There are additional DDOSIA features to those above that a configuration file may instruct the malware to enable. For example, the use_random_user_agent field instructs DDOSIA to randomly select a user agent from a list of predefined user agents when constructing an HTTP request. Also, the fields activate_by_schedule, started_at and finished_at indicate that a DDOSIA sample can be configured to schedule the sending of network requests over specific date-time intervals. The samples we analyzed do not make use of these configuration parameters but repeatedly send network requests to each target site until terminated.
We note that there are differences regarding what configuration values and features are supported by different DDOSIA builds and implementations. This indicates that DDOSIA is under continuous development and is subject to frequent changes.

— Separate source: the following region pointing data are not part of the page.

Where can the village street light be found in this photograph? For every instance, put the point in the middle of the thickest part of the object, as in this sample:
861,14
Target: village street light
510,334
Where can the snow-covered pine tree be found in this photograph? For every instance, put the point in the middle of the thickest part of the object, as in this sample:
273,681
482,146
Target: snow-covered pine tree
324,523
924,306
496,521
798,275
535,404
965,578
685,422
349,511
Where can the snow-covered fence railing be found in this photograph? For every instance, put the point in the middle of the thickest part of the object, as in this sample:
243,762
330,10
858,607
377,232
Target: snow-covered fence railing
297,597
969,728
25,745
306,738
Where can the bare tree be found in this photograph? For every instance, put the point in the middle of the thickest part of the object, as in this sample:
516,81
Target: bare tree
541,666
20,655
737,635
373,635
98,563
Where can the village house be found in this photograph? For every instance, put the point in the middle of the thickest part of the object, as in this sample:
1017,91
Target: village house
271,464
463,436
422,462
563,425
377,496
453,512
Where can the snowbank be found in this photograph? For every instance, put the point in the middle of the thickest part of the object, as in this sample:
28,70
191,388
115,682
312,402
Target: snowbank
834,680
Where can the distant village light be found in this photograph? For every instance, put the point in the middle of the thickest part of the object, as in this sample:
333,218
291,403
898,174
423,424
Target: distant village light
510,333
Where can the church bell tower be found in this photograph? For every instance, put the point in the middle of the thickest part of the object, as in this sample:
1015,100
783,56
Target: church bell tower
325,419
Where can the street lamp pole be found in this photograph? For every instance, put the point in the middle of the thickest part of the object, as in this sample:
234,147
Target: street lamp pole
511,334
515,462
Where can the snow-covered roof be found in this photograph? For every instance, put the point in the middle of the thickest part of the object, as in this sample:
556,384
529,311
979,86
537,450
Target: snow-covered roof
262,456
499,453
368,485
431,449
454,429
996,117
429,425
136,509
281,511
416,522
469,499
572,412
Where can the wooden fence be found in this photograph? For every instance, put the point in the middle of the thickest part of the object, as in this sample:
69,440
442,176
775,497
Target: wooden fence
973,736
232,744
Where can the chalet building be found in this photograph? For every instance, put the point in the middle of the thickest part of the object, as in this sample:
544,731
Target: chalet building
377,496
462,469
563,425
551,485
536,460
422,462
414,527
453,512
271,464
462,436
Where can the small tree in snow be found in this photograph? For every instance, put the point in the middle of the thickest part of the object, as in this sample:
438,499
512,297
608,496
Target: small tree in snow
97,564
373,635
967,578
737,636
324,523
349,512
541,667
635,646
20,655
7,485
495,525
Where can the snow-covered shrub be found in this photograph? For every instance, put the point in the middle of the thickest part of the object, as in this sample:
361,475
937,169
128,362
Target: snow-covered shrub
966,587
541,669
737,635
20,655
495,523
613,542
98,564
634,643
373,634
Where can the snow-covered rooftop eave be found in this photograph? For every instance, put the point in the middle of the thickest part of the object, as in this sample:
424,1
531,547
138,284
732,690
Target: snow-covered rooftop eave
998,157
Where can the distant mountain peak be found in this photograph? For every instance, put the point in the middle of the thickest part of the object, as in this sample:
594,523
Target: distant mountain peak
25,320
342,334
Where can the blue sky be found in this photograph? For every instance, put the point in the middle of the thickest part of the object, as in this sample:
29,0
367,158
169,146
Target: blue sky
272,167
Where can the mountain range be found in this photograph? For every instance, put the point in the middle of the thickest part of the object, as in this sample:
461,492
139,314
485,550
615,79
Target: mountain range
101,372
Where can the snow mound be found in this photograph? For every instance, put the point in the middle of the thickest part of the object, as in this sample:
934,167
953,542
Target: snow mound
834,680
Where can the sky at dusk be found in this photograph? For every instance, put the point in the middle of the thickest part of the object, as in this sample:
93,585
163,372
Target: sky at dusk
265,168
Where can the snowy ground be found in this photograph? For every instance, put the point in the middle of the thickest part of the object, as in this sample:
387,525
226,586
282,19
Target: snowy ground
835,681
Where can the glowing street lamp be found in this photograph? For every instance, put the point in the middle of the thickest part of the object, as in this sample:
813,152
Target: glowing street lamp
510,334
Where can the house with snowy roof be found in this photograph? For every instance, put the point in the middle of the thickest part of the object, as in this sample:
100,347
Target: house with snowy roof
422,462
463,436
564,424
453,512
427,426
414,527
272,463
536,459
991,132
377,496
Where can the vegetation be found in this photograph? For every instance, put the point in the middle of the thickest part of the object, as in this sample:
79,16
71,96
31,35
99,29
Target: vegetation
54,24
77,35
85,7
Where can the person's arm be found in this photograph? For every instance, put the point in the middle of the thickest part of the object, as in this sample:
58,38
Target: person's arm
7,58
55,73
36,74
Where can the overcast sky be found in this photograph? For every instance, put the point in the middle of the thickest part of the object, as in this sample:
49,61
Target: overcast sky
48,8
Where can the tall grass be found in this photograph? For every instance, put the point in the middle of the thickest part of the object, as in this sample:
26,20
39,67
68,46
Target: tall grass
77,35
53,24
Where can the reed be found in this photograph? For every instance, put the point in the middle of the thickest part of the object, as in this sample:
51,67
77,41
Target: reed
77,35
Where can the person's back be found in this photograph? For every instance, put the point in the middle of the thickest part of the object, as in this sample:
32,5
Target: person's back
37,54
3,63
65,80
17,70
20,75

For example, the Golang DDOSIA implementations we analyzed support the network request type http2, whereas their Python counterparts do not implement this support.
In addition, Golang DDOSIA implementations authenticate themselves to C2 servers by issuing an HTTP POST request to the /login_new URL path at the servers and terminate if the authentication fails. The Python DDOSIA implementations that we analyzed do not support this feature.
DDOSIA maintains statistics about its operation and success rate – the malware counts the total and the number of successful network requests sent to each target site. In the context of network requests of type http or http2, a request is considered successful if the target site returns the HTTP code 200 (OK).
DDOSIA sends the statistics to the C2 server at regular time intervals – this informs the DDOSIA operators about the overall progress and success of the denial-of-service campaign that the malware conducts. This is likely associated with how the group makes use of a volunteer profit program. They distribute cryptocurrency to the top DDoS contributors, encouraging people to contribute more technical resources for a more powerful attack.
Versions of the tool for macOS and Linux have also been developed. Android versions of the tool can also be found; however, the primary distribution of the group has not officially supported mobile.
NoName057(16) is yet another hacktivist group to emerge following the war in Ukraine. While not technically sophisticated, they can have an impact on service availability– even when generally short lived. What this group represents is an increased interest in volunteer-fueled attacks, while now adding in payments to its most impactful contributors. We expect such groups to continue to thrive in today’s highly contentious political climate.
We would like to thank GitHub’s Trust & Safety team for a quick response following our abuse notification. The actors’ accounts and pages are no longer online.